It’s hard to believe that there was a period of time not too long ago when there was a flurry of Neutral Milk Hotel activity after a decade of silence.
After wrapping up touring for In the Aeroplane Over the Sea in 1998, Jeff Mangum disappeared. Of course, he didn’t really disappear but he didn’t do what we expect our beloved rock stars to do: write an album, release an album, tour the album, write an album, release an album, tour the album, repeat ad infinitum or at least until people get tired you. That’s not what Mangum did.
But he didn’t disappear.
He played a full solo set in New Zealand in 2001. And after that, he would occasionally show up for a cameo when his friends’ bands would play in New York. It’s pretty presumptuous to assume that if a rock and roll guy isn’t out doing typical rock and roll stuff then he must be a recluse and maybe even unstable. We don’t have a lot of examples of folks who stepped away. Syd Barrett? Sure, probably cuckoo for cocoa puffs, but who really knows? But there’s also Bill Withers and Bobbie Gentry who seem to have led perfectly undramatic lives away from the spotlight.
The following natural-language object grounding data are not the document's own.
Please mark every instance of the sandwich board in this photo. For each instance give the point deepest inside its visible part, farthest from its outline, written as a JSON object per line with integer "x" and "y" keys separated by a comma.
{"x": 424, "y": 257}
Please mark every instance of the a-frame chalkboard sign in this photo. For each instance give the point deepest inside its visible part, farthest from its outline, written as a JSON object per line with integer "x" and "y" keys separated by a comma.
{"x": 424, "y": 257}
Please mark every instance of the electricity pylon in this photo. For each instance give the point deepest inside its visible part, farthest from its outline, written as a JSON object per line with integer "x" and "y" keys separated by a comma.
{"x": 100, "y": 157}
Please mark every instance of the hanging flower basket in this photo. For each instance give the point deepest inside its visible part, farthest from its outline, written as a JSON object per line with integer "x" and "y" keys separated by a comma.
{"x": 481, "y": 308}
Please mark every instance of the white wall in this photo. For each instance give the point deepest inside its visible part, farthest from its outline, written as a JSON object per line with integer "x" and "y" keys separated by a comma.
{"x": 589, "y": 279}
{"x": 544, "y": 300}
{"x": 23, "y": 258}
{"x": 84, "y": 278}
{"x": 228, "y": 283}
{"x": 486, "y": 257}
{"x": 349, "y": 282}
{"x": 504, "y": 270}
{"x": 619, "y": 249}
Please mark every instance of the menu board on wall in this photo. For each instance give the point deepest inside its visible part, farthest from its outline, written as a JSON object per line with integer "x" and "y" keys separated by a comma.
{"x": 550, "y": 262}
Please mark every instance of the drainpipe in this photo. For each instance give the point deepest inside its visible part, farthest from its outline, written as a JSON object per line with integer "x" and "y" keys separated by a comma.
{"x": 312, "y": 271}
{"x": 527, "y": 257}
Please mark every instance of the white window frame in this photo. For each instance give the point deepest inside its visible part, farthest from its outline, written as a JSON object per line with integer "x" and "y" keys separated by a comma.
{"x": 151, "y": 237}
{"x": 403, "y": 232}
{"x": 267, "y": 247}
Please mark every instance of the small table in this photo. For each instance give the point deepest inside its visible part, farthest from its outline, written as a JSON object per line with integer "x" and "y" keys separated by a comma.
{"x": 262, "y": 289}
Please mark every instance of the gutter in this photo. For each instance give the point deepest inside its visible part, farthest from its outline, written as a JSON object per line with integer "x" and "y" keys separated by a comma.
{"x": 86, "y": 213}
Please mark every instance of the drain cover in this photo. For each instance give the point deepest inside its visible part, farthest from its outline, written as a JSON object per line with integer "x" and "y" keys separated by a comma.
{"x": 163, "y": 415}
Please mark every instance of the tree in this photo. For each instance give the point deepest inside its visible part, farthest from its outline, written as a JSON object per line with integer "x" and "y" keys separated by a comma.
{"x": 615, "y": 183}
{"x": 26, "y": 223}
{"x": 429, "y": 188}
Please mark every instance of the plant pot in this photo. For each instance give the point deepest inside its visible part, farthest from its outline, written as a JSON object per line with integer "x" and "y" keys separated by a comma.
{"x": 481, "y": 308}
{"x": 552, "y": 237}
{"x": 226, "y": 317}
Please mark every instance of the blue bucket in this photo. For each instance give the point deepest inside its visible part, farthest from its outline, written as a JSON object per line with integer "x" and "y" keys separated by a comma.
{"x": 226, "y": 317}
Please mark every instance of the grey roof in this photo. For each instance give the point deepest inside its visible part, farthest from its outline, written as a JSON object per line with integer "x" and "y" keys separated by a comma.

I missed NMH the first time around. This will sound like bullshit but I was introduced to their music by a guy named Merlin. It’s true. Merlin. It was a family name. His dad was named Merlin too. He had just seen them play Lounge Ax and told me how great they were. He told me they had two albums but I should start with the newest one. By the time I got into Aeroplane, the band was over.
But then in 2008, the Elephant Six Holiday Surprise Tour was announced as a way to promote the release of Major Organ and the Adding Machine on DVD, but really its main purpose seemed to be an excuse for a bunch of friends to get together and travel around the country and make an enormous racket. I saw the Chicago show. At the end, Mangum and Julian Koster played “Engine” from the middle of the floor. It had taken ten years, but I finally got to see as much of Neutral Milk Hotel as I ever expected I would. Besides Mangum and Koster, Scott Spillane, Laura Carter, and Robert Schneider were also part of the ensemble. And Jeremy Barnes was in attendance. So everyone involved in the recording of In the Aeroplane Over the Sea was together in the same room. I was disappointed they didn’t take advantage of that circumstance and run through “Ghost” or “Holland, 1945,” but it was still a thrill.
A few more years went by and seemingly out of nowhere in 2011 Mangum launched a website with an announcement of a massive vinyl NMH box set containing both albums, two 10″ EPs, three 7-inch singles, featuring fifteen previously unreleased tracks including a Holy Grail studio recording of “Little Birds,” the only song known to have been written by Mangum post-Aeroplane, played live only once at Mangum’s penultimate performance of 1998. I ordered it immediately. It’s a beautiful thing and the unreleased stuff was breathtaking.
And then, amazingly, Mangum announced a solo tour. I saw him at the Athenaeum Theatre in Chicago on February 6, 2012 and it was everything I had hoped for. His voice was strong. His beard was fantastic. The songs sounded as good as ever.
And then, even more amazingly, a full-band world tour was announced. I got to see them at the Riviera Theatre in Chicago in 2014 and again in Kalamazoo in 2015! The band lived up to everything I could’ve imagined. Chaotic, joyful, mournful, haunting, silly, and super fun. But then that was it. They said it would be the “last tour for the foreseeable future” and it was.
Neutral Milk Hotel news has been pretty quiet since then.
But now, Merge has announced it’s expanding that box set and re-releasing it on February 24 as The Collected Works of Neutral Milk Hotel, adding the Live at Jittery Joe’s LP and a previously unreleased 2014 live recording of “Little Birds” on the single. They also expanded On Avery Island to two LPs to include the full-length version of “Pree-Sisters Swallowing a Donkey’s Eye.” Plus, the “Holland, 1945” / “Engine” 7-inch has brand new art.